It is shown in European Patent Application No. 0 354 660 to manufacture nozzles, in the form of orifice plates, which represent "S-type" plates. Therefore the inlet and outlet openings in the orifice plate are configured at an offset to one another, thus necessarily creating an "S-bend" in the flow of a fluid flowing through the orifice plate. The proposed orifice plates are constituted by two flat platelets made of silicon and assembled together by bonding. Regions of reduced thickness are shaped out of the silicon platelets so that shear gaps are formed parallel to the end surfaces of the platelets between the openings of the first platelet and the one opening of the second platelet. The inlet and outlet openings are manufactured with the known mask method by etching onto silicon wafers that possess a plurality of orifice plate structures.
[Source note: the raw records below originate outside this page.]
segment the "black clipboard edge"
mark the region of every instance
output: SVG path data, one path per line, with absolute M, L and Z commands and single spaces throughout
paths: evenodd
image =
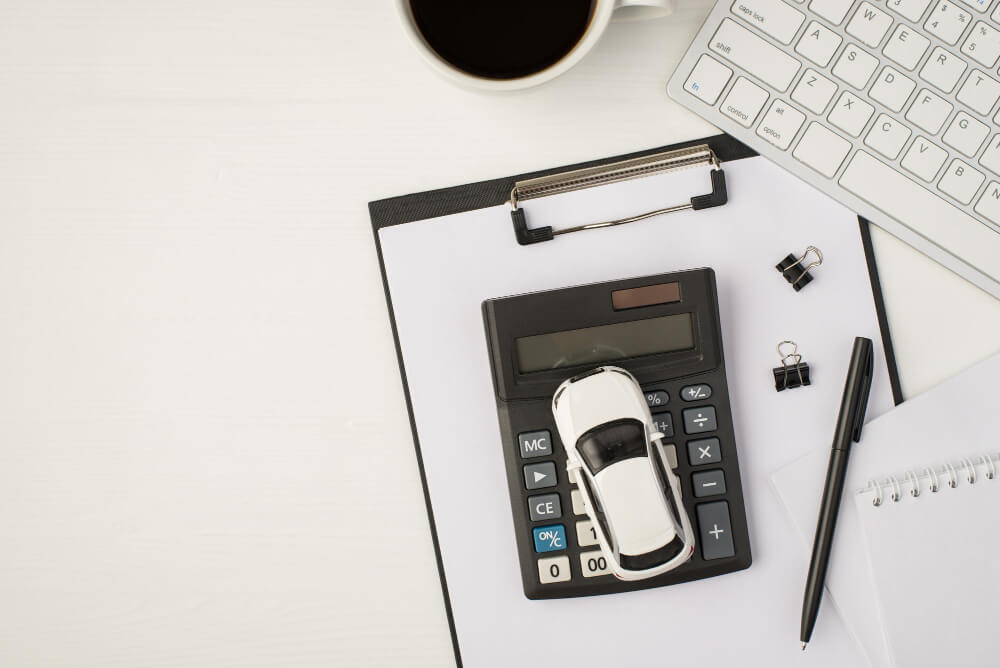
M 437 524 L 434 522 L 434 509 L 431 507 L 430 489 L 427 487 L 427 473 L 424 469 L 423 454 L 420 450 L 420 438 L 417 436 L 417 421 L 413 413 L 413 401 L 410 397 L 410 385 L 406 379 L 406 367 L 403 365 L 403 349 L 399 344 L 399 330 L 396 326 L 396 312 L 392 308 L 392 296 L 389 294 L 389 278 L 385 271 L 385 258 L 382 255 L 382 243 L 379 239 L 379 230 L 392 227 L 393 225 L 403 225 L 418 220 L 428 218 L 439 218 L 464 211 L 474 209 L 484 209 L 490 206 L 503 204 L 510 196 L 511 188 L 519 180 L 535 178 L 538 176 L 548 176 L 572 169 L 582 169 L 584 167 L 596 167 L 609 162 L 628 160 L 629 158 L 639 158 L 654 153 L 672 151 L 679 148 L 687 148 L 698 144 L 708 144 L 715 152 L 720 162 L 752 158 L 758 153 L 726 134 L 713 135 L 702 139 L 661 146 L 645 151 L 637 151 L 625 155 L 601 158 L 588 162 L 565 165 L 553 169 L 546 169 L 537 172 L 528 172 L 516 176 L 492 179 L 489 181 L 479 181 L 450 188 L 438 190 L 428 190 L 410 195 L 400 195 L 386 199 L 375 200 L 368 203 L 368 213 L 372 222 L 372 235 L 375 239 L 375 252 L 378 256 L 379 272 L 382 275 L 382 290 L 385 293 L 385 303 L 389 309 L 389 325 L 392 329 L 392 340 L 396 348 L 396 363 L 399 365 L 399 375 L 403 382 L 403 397 L 406 401 L 406 412 L 410 418 L 410 432 L 413 436 L 413 447 L 417 455 L 417 470 L 420 473 L 420 486 L 424 493 L 424 505 L 427 509 L 427 521 L 431 530 L 431 541 L 434 545 L 434 559 L 437 563 L 438 577 L 441 580 L 441 593 L 444 597 L 445 615 L 448 619 L 448 630 L 451 634 L 451 644 L 455 651 L 455 664 L 462 668 L 462 653 L 458 642 L 458 630 L 455 627 L 455 615 L 451 608 L 451 596 L 448 594 L 448 578 L 444 572 L 444 562 L 441 559 L 441 544 L 438 540 Z M 886 366 L 889 370 L 889 382 L 892 389 L 893 401 L 899 405 L 903 401 L 903 393 L 899 382 L 899 371 L 896 368 L 896 355 L 892 348 L 892 338 L 889 334 L 888 318 L 885 312 L 885 302 L 882 298 L 882 287 L 878 280 L 878 267 L 875 263 L 875 253 L 872 247 L 871 232 L 869 223 L 864 218 L 858 217 L 861 229 L 862 246 L 865 252 L 865 260 L 868 264 L 868 277 L 871 281 L 872 296 L 875 300 L 875 311 L 878 318 L 879 329 L 882 334 L 882 345 L 885 350 Z

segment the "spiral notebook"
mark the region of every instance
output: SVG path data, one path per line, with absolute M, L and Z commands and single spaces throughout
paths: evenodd
M 852 450 L 845 489 L 862 507 L 845 499 L 823 605 L 840 613 L 873 668 L 1000 665 L 984 626 L 1000 614 L 1000 476 L 987 475 L 1000 474 L 998 387 L 1000 355 L 872 420 Z M 812 453 L 771 477 L 803 564 L 830 456 L 826 438 L 817 434 Z M 877 507 L 874 490 L 864 491 L 871 479 L 880 482 Z M 817 628 L 824 623 L 821 612 Z
M 877 478 L 855 497 L 894 666 L 996 666 L 1000 455 Z

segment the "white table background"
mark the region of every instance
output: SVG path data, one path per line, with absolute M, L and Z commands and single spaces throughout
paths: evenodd
M 449 663 L 366 204 L 714 134 L 708 6 L 496 96 L 384 0 L 0 0 L 0 665 Z M 875 243 L 907 395 L 1000 349 Z

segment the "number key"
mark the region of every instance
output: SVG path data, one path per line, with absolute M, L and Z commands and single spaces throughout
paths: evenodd
M 538 560 L 538 580 L 542 584 L 566 582 L 573 576 L 569 571 L 569 557 L 549 557 Z
M 611 573 L 611 569 L 608 568 L 608 560 L 601 551 L 582 553 L 580 555 L 580 570 L 583 571 L 585 578 L 596 578 L 598 575 Z
M 993 67 L 1000 58 L 1000 30 L 980 21 L 962 45 L 962 53 L 986 67 Z
M 597 545 L 597 531 L 594 529 L 593 522 L 583 520 L 576 523 L 576 543 L 580 547 Z
M 959 9 L 958 5 L 953 5 L 948 0 L 941 0 L 931 12 L 924 28 L 954 46 L 971 21 L 972 14 Z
The troncoconical contours for the openings in the orifice plate result logically from the anisotropic etching technique.
A valve arrangement consisting of an elastic silicon valve platelet and a nozzle platelet, also made of silicon, is already known from EP-OS 0 314 285. The two silicon platelets are joined to one another and can be deflected relative to one another. Inlet openings that are arranged at an offset from outlet openings in the nozzle platelet are provided in the silicon valve platelet. With the valve arrangement in the closed state, plateau surfaces of the silicon valve platelet seal off the outlet openings in the nozzle platelet, while when the nozzle platelet is bent by means of an actuation member, an S-shaped passage for a fluid is created and the valve arrangement is open.
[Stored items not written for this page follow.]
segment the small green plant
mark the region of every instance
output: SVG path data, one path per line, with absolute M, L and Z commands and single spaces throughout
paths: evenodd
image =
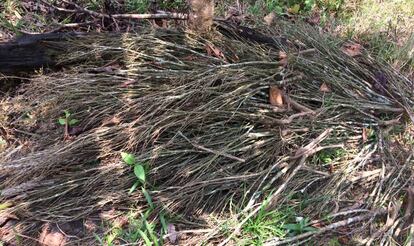
M 146 13 L 149 8 L 149 0 L 127 0 L 125 7 L 129 12 Z
M 72 118 L 72 114 L 68 110 L 65 110 L 63 112 L 64 112 L 65 115 L 58 119 L 59 125 L 62 125 L 62 126 L 66 126 L 66 125 L 75 126 L 79 123 L 78 119 Z
M 366 128 L 366 134 L 367 134 L 368 141 L 373 141 L 373 142 L 377 141 L 378 135 L 374 128 L 372 127 Z
M 342 148 L 324 149 L 314 156 L 314 162 L 321 163 L 322 165 L 329 164 L 345 154 L 346 151 Z
M 341 246 L 341 243 L 338 241 L 338 238 L 331 238 L 328 241 L 328 246 Z
M 289 234 L 292 236 L 302 234 L 304 232 L 316 230 L 316 228 L 309 226 L 308 218 L 302 218 L 302 217 L 297 217 L 296 223 L 286 224 L 283 227 L 287 229 L 289 231 Z
M 183 9 L 185 7 L 185 0 L 164 0 L 159 1 L 161 9 Z
M 135 176 L 138 178 L 138 180 L 134 183 L 134 185 L 131 187 L 131 189 L 129 190 L 129 193 L 132 193 L 136 190 L 136 188 L 138 187 L 138 185 L 143 185 L 145 186 L 145 168 L 144 166 L 137 162 L 135 159 L 135 156 L 133 154 L 130 153 L 126 153 L 126 152 L 121 152 L 121 157 L 122 160 L 128 164 L 129 166 L 134 167 L 134 174 Z M 145 193 L 144 193 L 145 195 Z
M 283 227 L 289 213 L 266 211 L 261 209 L 258 214 L 249 219 L 243 226 L 243 232 L 251 238 L 249 245 L 263 245 L 271 237 L 284 238 L 286 230 Z
M 275 12 L 276 14 L 283 13 L 283 3 L 278 0 L 267 0 L 265 2 L 266 9 L 270 12 Z
M 142 239 L 145 245 L 160 245 L 161 239 L 156 232 L 155 224 L 148 221 L 148 213 L 141 214 L 137 218 L 135 214 L 128 216 L 128 227 L 123 229 L 119 226 L 114 226 L 111 232 L 103 239 L 97 239 L 103 245 L 115 245 L 117 239 L 122 239 L 123 242 L 136 243 Z
M 19 34 L 20 28 L 24 25 L 20 1 L 3 0 L 0 13 L 0 26 L 9 31 Z
M 89 0 L 86 1 L 86 7 L 90 10 L 98 11 L 104 4 L 103 0 Z
M 103 245 L 115 245 L 116 240 L 122 240 L 123 242 L 136 243 L 138 240 L 142 240 L 145 245 L 158 246 L 162 244 L 162 235 L 167 234 L 167 222 L 165 215 L 160 212 L 158 214 L 161 233 L 156 232 L 156 223 L 154 219 L 151 221 L 149 218 L 153 218 L 152 213 L 155 211 L 155 205 L 152 201 L 150 193 L 145 189 L 146 186 L 146 171 L 142 163 L 136 160 L 136 157 L 131 153 L 121 152 L 122 160 L 129 166 L 133 167 L 133 172 L 137 177 L 137 181 L 129 190 L 132 193 L 139 185 L 142 185 L 141 191 L 148 204 L 148 208 L 144 213 L 130 214 L 128 216 L 129 226 L 126 229 L 114 226 L 111 231 L 104 236 L 103 239 L 96 237 L 96 239 Z M 138 217 L 138 218 L 137 218 Z M 161 235 L 161 236 L 159 236 Z

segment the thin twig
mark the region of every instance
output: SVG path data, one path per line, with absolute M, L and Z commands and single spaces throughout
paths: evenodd
M 183 137 L 183 138 L 184 138 L 187 142 L 189 142 L 191 145 L 193 145 L 194 147 L 196 147 L 196 148 L 198 148 L 198 149 L 201 149 L 201 150 L 204 150 L 204 151 L 210 152 L 210 153 L 215 154 L 215 155 L 221 155 L 221 156 L 224 156 L 224 157 L 227 157 L 227 158 L 230 158 L 230 159 L 233 159 L 233 160 L 239 161 L 239 162 L 246 162 L 246 160 L 245 160 L 245 159 L 241 159 L 241 158 L 236 157 L 236 156 L 234 156 L 234 155 L 230 155 L 230 154 L 227 154 L 227 153 L 219 152 L 219 151 L 217 151 L 217 150 L 209 149 L 209 148 L 206 148 L 206 147 L 201 146 L 201 145 L 199 145 L 199 144 L 193 143 L 193 142 L 191 142 L 191 140 L 190 140 L 190 139 L 188 139 L 186 136 L 184 136 L 184 134 L 183 134 L 181 131 L 178 131 L 178 134 L 179 134 L 181 137 Z
M 327 231 L 330 231 L 330 230 L 333 230 L 333 229 L 336 229 L 336 228 L 339 228 L 339 227 L 354 224 L 354 223 L 357 223 L 357 222 L 360 222 L 360 221 L 364 221 L 364 220 L 367 220 L 367 219 L 370 219 L 370 218 L 374 218 L 374 217 L 379 216 L 379 215 L 384 215 L 384 214 L 387 213 L 387 211 L 388 211 L 387 209 L 380 209 L 380 210 L 374 211 L 372 213 L 368 213 L 368 214 L 348 218 L 348 219 L 345 219 L 345 220 L 341 220 L 341 221 L 332 223 L 332 224 L 327 225 L 325 227 L 322 227 L 321 229 L 319 229 L 317 231 L 306 232 L 306 233 L 303 233 L 303 234 L 300 234 L 298 236 L 291 237 L 291 238 L 288 238 L 288 239 L 282 240 L 282 241 L 278 241 L 279 238 L 273 238 L 273 239 L 268 240 L 265 243 L 265 245 L 266 246 L 276 246 L 276 245 L 290 244 L 290 243 L 293 243 L 295 241 L 305 239 L 307 237 L 314 237 L 314 236 L 320 235 L 322 233 L 325 233 Z
M 180 235 L 180 234 L 201 234 L 201 233 L 209 233 L 212 232 L 213 229 L 195 229 L 195 230 L 183 230 L 183 231 L 176 231 L 173 233 L 165 234 L 162 236 L 163 239 L 166 239 L 172 235 Z
M 310 112 L 311 114 L 315 114 L 315 112 L 312 109 L 296 102 L 290 96 L 286 94 L 282 94 L 282 96 L 283 96 L 283 99 L 287 102 L 287 104 L 291 105 L 294 109 L 299 110 L 301 112 Z
M 332 129 L 327 129 L 324 132 L 322 132 L 321 135 L 319 135 L 317 138 L 315 138 L 311 143 L 309 143 L 307 146 L 301 148 L 301 149 L 309 149 L 312 146 L 316 146 L 318 143 L 320 143 L 323 139 L 325 139 L 328 134 L 332 131 Z M 299 151 L 299 150 L 298 150 Z M 267 205 L 267 209 L 272 208 L 273 205 L 275 204 L 277 198 L 279 197 L 279 195 L 285 190 L 285 188 L 287 187 L 288 183 L 290 182 L 290 180 L 296 175 L 296 173 L 305 165 L 305 161 L 306 159 L 309 157 L 308 152 L 303 152 L 302 155 L 298 156 L 298 157 L 302 157 L 297 166 L 293 169 L 293 171 L 290 173 L 290 175 L 285 179 L 285 181 L 283 182 L 283 184 L 281 184 L 279 186 L 279 188 L 269 197 L 268 201 L 269 203 L 266 204 Z M 229 237 L 227 237 L 223 242 L 221 242 L 219 244 L 219 246 L 223 246 L 226 245 L 230 239 L 237 235 L 240 231 L 240 229 L 242 228 L 242 226 L 254 215 L 257 214 L 257 212 L 259 212 L 260 209 L 262 209 L 262 206 L 257 206 L 252 212 L 250 212 L 233 230 L 233 232 L 230 234 Z

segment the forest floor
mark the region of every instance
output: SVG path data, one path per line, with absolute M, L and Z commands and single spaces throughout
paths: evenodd
M 180 0 L 0 3 L 0 41 L 146 34 L 75 42 L 60 59 L 79 66 L 2 88 L 0 245 L 412 243 L 414 0 L 216 2 L 219 20 L 285 35 L 284 51 L 99 15 L 186 12 Z

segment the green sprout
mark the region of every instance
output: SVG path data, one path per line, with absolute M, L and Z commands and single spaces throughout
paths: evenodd
M 72 118 L 72 114 L 68 110 L 64 110 L 63 112 L 65 113 L 65 116 L 58 119 L 59 125 L 75 126 L 79 123 L 78 119 Z

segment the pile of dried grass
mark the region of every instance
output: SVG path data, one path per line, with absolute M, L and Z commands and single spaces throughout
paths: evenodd
M 1 158 L 0 201 L 10 204 L 2 214 L 17 216 L 16 232 L 33 237 L 44 222 L 145 206 L 139 192 L 127 194 L 134 177 L 119 157 L 127 151 L 149 165 L 151 196 L 171 214 L 200 219 L 236 205 L 240 222 L 265 198 L 277 209 L 306 195 L 302 216 L 319 219 L 360 202 L 333 222 L 355 213 L 373 222 L 412 182 L 411 154 L 397 156 L 387 135 L 412 116 L 412 81 L 367 54 L 350 57 L 309 26 L 283 26 L 266 30 L 270 46 L 171 30 L 65 43 L 73 52 L 61 63 L 79 65 L 24 88 L 25 111 L 47 130 L 31 137 L 38 143 L 31 153 Z M 281 105 L 269 103 L 269 90 Z M 63 110 L 81 119 L 71 141 L 52 126 Z M 317 160 L 338 148 L 346 154 Z M 395 235 L 405 219 L 397 213 L 374 240 L 408 237 Z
A fuel injection valve that has at its downstream end a nozzle consisting of two silicon platelets is already known from U.S. Pat. No. 4,907,748. Similarly to the orifice plates described above, the inlet and outlet openings in the two silicon platelets have offsets to one another, resulting in an "S-bend" in the flow of a fluid, in this case fuel, as it flows through.
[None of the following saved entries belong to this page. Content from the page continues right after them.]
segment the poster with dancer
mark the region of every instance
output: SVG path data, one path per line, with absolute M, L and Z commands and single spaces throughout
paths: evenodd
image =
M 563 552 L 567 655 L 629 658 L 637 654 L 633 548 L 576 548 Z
All the aforementioned orifice plates made of silicon have the disadvantage of possibly insufficient fracture resistance, resulting from the brittleness of silicon. There is a risk, specifically under continuous loads, for example on an injection valve (engine vibrations), that the silicon platelets will break. Mounting the silicon platelets to metallic components, for example to injection valves, is difficult, since special stress-free clamping solutions must be found and sealing on the valve is problematic. It is impossible, for example, to weld the silicon orifice plates to the injection valve. Moreover there is the disadvantage of edge wear on the openings of the silicon plates as a fluid repeatedly flows through them.
Also already known, from German Patent No. 483 615, is a nozzle for fuel-injected internal combustion engines that is also constituted by two nozzle platelets, the nozzle platelets having inlet and outlet openings, arranged at an offset to one another, in order to promote disaggregation of the fuel flowing through. With this nozzle, however, it is in no way possible to shape the injected fuel in accordance with a desired geometry. The two metal nozzle platelets are manufactured and machined by conventional technology (stamping, pressing, rolling, cutting, drilling, milling, grinding, etc.).